Estimates for rare three-body decays of the Omega baryon using chiral symmetry and the $\Delta I = 1/2$ rule

TL;DR

This paper uses chiral perturbation theory to estimate rare three-body Omega baryon decays, revealing discrepancies with experimental data and highlighting their potential to test the $\Delta I = 1/2$ rule and low-energy constants.

Contribution

It provides the first theoretical estimates for these decays, confirms existing discrepancies with experiment, and suggests their use to scrutinize the $\Delta I = 1/2$ rule and determine low-energy constants.

Findings

Order-of-magnitude discrepancy in one decay channel.

Established lower limits for branching fractions.

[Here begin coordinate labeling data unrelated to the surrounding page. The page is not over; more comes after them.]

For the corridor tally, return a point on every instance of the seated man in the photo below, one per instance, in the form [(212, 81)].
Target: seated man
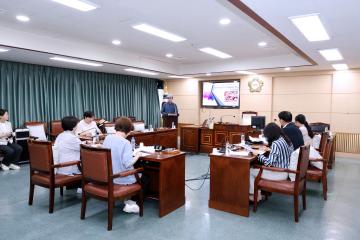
[(67, 146), (87, 127), (290, 129), (12, 151), (279, 156), (122, 156)]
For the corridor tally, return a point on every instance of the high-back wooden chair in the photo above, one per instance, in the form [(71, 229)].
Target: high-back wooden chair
[(316, 174), (286, 187), (98, 179), (42, 171), (55, 129), (324, 138)]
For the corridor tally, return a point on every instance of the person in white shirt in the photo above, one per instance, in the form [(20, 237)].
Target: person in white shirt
[(302, 124), (12, 151), (87, 127), (67, 146)]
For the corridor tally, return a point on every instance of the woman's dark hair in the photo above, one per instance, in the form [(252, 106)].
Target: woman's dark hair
[(301, 119), (273, 132), (2, 111), (124, 124), (69, 123), (88, 114), (285, 115)]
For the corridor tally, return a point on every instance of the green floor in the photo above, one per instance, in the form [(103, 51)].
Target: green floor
[(335, 219)]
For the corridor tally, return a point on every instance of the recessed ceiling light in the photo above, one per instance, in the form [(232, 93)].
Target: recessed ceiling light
[(215, 52), (331, 54), (3, 49), (246, 72), (340, 66), (175, 76), (140, 71), (116, 42), (262, 44), (22, 18), (159, 32), (76, 61), (225, 21), (81, 5), (311, 27)]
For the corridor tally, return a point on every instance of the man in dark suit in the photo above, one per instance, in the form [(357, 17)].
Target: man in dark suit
[(290, 129)]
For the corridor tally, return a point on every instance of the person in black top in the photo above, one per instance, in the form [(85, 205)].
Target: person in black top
[(290, 129)]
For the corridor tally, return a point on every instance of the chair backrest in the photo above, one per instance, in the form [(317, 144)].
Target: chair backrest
[(246, 117), (324, 138), (303, 163), (55, 127), (40, 155), (96, 164)]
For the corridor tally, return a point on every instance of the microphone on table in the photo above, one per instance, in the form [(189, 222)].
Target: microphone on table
[(226, 116)]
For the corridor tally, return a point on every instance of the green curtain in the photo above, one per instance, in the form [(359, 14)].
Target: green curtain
[(41, 93)]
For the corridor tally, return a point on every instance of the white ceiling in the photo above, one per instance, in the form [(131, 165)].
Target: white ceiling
[(56, 29)]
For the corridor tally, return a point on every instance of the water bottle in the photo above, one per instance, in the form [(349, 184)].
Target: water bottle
[(133, 143), (242, 139), (227, 148)]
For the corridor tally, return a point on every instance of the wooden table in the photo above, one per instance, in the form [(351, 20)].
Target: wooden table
[(229, 183), (167, 179)]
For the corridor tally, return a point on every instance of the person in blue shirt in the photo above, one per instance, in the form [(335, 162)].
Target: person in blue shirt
[(122, 156)]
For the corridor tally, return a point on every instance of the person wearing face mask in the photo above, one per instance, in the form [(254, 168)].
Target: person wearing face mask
[(122, 157), (67, 146), (290, 129), (279, 153), (87, 127), (12, 151), (302, 124)]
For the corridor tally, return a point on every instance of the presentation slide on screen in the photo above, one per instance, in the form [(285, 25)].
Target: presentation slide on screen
[(224, 94)]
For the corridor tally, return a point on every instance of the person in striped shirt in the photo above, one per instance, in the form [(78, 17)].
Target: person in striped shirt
[(280, 149)]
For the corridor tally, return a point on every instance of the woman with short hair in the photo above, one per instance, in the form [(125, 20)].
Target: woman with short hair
[(122, 156), (11, 150), (303, 125), (67, 146), (280, 149)]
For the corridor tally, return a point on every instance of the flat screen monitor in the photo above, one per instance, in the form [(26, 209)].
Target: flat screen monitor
[(258, 122), (220, 94)]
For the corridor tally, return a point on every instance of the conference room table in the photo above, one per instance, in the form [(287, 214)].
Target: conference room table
[(229, 182)]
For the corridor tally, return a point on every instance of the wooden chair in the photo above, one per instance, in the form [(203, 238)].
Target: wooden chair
[(98, 179), (55, 129), (320, 175), (324, 138), (296, 188), (42, 171)]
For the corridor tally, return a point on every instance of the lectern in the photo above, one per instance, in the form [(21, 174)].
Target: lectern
[(169, 119)]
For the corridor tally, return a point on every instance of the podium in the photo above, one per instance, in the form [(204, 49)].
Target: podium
[(169, 119)]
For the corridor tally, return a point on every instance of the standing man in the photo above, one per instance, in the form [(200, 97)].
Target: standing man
[(290, 129), (169, 112), (12, 151)]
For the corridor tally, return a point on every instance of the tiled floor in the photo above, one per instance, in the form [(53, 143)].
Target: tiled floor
[(338, 218)]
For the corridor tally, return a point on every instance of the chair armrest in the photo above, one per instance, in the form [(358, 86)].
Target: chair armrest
[(127, 173), (67, 164), (274, 169)]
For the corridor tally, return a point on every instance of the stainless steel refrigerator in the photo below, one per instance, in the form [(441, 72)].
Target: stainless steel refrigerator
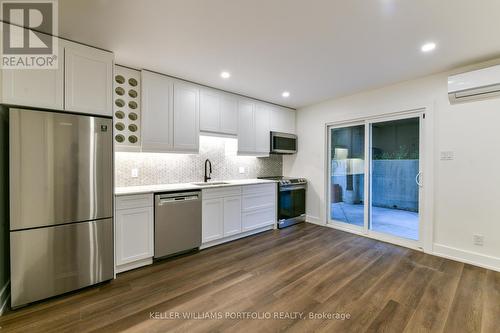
[(61, 203)]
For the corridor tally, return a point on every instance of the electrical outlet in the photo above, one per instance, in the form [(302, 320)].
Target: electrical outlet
[(478, 240), (447, 155), (134, 173)]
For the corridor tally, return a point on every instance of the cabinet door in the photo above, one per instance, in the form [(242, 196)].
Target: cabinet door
[(88, 80), (186, 117), (258, 218), (157, 117), (246, 127), (232, 215), (262, 131), (209, 111), (228, 114), (134, 235), (212, 219), (35, 87)]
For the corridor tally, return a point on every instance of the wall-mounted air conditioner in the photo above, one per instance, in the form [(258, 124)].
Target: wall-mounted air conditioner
[(474, 85)]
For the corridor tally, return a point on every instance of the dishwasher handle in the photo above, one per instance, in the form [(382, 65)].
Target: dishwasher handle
[(176, 197)]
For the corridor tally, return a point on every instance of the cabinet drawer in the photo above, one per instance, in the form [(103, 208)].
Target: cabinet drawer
[(221, 192), (261, 189), (258, 201), (134, 201), (258, 218)]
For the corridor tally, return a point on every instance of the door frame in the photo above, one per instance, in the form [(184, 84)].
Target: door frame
[(426, 193)]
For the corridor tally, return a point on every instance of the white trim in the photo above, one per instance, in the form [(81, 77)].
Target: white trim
[(235, 237), (468, 257), (4, 297)]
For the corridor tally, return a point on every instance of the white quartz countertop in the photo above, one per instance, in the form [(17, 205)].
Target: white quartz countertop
[(185, 186)]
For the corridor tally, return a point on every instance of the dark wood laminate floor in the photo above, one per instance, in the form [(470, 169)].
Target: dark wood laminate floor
[(306, 268)]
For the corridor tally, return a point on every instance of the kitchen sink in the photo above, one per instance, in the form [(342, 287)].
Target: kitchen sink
[(210, 183)]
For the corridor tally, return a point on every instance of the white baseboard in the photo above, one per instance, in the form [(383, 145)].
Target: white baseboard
[(235, 237), (467, 257), (4, 297), (314, 220), (133, 265), (448, 252)]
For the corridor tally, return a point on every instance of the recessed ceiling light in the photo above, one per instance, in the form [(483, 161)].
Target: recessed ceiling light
[(428, 47)]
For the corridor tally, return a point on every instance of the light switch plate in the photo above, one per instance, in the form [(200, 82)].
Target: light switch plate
[(447, 156), (134, 173)]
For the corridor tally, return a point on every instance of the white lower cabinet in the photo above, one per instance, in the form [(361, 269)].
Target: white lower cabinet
[(232, 215), (258, 206), (212, 219), (229, 212), (134, 231), (258, 218)]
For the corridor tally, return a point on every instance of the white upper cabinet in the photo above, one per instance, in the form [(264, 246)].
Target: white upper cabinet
[(186, 117), (246, 127), (228, 114), (157, 114), (35, 87), (282, 120), (170, 114), (88, 79), (218, 112), (253, 128), (262, 128), (209, 110)]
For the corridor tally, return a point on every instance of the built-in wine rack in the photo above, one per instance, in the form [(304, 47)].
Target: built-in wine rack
[(127, 109)]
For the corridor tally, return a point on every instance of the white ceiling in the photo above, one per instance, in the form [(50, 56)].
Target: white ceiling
[(316, 49)]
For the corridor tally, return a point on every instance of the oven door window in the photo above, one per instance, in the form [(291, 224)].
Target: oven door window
[(282, 143), (292, 203)]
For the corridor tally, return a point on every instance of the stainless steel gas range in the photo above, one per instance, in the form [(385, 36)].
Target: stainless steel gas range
[(291, 200)]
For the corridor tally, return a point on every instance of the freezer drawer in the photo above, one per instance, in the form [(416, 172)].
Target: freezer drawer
[(61, 168), (50, 261)]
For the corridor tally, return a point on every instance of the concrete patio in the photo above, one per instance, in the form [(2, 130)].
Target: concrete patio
[(396, 222)]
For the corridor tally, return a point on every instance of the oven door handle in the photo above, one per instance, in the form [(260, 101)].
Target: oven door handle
[(292, 188)]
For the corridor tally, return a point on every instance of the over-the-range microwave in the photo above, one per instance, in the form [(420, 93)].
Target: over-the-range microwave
[(283, 143)]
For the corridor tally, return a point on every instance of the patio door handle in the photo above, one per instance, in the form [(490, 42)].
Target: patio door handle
[(417, 179)]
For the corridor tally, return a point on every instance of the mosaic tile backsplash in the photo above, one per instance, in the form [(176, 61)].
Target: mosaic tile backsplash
[(156, 169)]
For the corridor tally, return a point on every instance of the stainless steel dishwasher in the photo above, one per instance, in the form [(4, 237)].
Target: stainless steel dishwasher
[(177, 222)]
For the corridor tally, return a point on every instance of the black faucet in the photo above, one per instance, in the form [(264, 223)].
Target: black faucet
[(209, 173)]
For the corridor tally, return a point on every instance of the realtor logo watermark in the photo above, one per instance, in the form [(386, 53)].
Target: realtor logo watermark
[(27, 34)]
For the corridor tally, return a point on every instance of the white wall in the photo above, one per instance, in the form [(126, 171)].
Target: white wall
[(466, 191)]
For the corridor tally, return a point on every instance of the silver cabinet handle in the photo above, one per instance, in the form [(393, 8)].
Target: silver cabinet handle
[(417, 179)]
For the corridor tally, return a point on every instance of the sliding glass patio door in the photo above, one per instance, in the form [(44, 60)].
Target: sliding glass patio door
[(375, 177), (347, 176)]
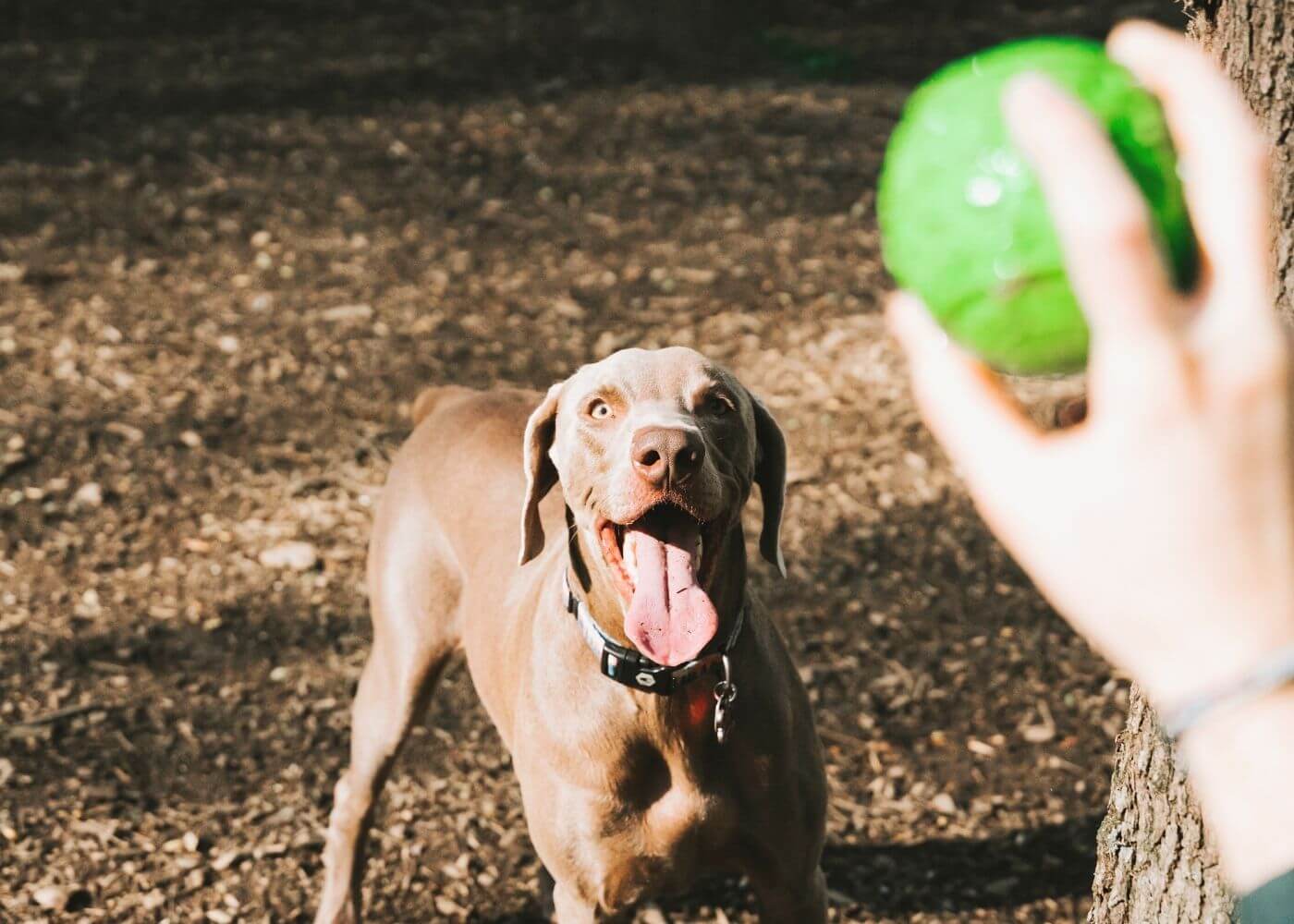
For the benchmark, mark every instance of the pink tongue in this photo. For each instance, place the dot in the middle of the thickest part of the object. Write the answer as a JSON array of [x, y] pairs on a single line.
[[670, 619]]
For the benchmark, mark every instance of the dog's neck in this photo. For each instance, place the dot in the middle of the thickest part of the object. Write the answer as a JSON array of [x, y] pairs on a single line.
[[591, 581]]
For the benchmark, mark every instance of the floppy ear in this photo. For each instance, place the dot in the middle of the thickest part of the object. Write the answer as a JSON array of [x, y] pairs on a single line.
[[540, 471], [770, 474]]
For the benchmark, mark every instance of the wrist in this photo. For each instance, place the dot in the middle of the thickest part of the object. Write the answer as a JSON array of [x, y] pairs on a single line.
[[1239, 765]]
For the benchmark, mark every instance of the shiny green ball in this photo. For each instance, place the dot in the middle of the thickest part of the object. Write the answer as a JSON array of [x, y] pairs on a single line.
[[964, 223]]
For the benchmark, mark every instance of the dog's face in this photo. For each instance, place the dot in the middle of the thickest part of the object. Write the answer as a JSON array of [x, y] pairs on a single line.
[[656, 452]]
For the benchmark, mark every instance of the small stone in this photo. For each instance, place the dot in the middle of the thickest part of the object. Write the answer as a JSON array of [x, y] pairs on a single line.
[[944, 804], [54, 897], [290, 555], [226, 859], [358, 312], [90, 494]]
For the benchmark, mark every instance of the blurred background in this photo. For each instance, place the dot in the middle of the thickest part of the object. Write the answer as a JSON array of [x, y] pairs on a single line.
[[237, 238]]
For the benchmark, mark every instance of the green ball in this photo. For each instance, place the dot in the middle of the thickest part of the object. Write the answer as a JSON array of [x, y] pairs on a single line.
[[964, 223]]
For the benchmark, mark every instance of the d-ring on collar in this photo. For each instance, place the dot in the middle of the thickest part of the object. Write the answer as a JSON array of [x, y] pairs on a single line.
[[628, 666]]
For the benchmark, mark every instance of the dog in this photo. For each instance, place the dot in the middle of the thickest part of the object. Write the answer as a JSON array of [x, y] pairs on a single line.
[[656, 723]]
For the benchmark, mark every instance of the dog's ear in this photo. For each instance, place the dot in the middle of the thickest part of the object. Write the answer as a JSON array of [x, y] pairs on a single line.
[[770, 474], [540, 471]]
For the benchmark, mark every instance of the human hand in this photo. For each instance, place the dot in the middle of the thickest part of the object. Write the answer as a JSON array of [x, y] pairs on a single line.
[[1162, 526]]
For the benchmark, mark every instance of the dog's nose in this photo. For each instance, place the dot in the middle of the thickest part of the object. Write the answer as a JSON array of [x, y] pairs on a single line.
[[666, 455]]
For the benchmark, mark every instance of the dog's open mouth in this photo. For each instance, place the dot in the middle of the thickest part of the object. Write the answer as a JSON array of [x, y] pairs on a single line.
[[655, 563]]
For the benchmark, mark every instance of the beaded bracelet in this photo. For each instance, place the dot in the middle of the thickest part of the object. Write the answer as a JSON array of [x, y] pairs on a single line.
[[1267, 675]]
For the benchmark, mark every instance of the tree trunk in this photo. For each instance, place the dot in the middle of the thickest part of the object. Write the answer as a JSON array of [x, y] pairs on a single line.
[[1154, 861]]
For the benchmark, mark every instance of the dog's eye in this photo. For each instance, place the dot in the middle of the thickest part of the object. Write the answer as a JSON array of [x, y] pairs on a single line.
[[717, 406]]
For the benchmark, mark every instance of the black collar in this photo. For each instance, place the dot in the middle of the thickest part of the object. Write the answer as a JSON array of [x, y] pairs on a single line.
[[630, 668]]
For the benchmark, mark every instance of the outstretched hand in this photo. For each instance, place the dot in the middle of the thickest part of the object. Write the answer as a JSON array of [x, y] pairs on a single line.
[[1162, 526]]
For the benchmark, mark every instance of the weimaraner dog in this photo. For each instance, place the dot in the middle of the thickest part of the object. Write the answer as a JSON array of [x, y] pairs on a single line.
[[612, 658]]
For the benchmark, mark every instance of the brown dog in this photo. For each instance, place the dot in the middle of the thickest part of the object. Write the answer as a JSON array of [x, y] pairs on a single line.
[[611, 660]]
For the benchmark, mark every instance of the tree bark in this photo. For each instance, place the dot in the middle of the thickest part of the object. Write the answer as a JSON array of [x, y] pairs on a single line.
[[1254, 42], [1154, 859]]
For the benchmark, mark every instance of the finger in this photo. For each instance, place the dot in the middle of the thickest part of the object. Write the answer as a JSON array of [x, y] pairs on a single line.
[[1225, 158], [1113, 258], [961, 401]]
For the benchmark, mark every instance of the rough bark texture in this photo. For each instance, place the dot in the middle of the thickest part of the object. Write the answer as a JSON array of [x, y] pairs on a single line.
[[1154, 861], [1254, 41]]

Predicted distributions for semileptonic decay.

Abstract

We study rare three-body decays of the Omega baryon using SU(3) chiral perturbation theory, the successful effective field theory of quantum chromodynamics at low energies. At leading order, we calculate the branching fractions of the decay $\Omega^- \to \Xi \pi \pi$ for all possible combinations of pions. For one channel we find an order-of-magnitude discrepancy between theory and experiment. This tension is known to exist in the non-relativistic limit, and we confirm that it remains in the relativistic calculation. Fairly independent of the values of the low-energy constants we establish lower limits for the branching fractions of these three-body Omega decays, which reaffirm the gap between theory and experiment. We point out that this discrepancy is closely tied to the $\Delta I =1/2$ selection rule. In turn, this means that the three-body decays constitute an interesting tool to scrutinize the selection rule. Using next-to-leading order calculations we also provide predictions for the decay $\Omega^- \to \Xi^0 \mu^- \bar{\nu}_\mu$. We show that fully-differential distributions will provide access to low-energy constants needed in the axial-vector transitions from a decuplet to octet baryon. Since data for all of these rare three-body Omega decays are scarce (fully differential data are nonexistent), we recommend that they be remeasured at running and upcoming experiments, such as BESIII, LHCb, Belle-II, and PANDA.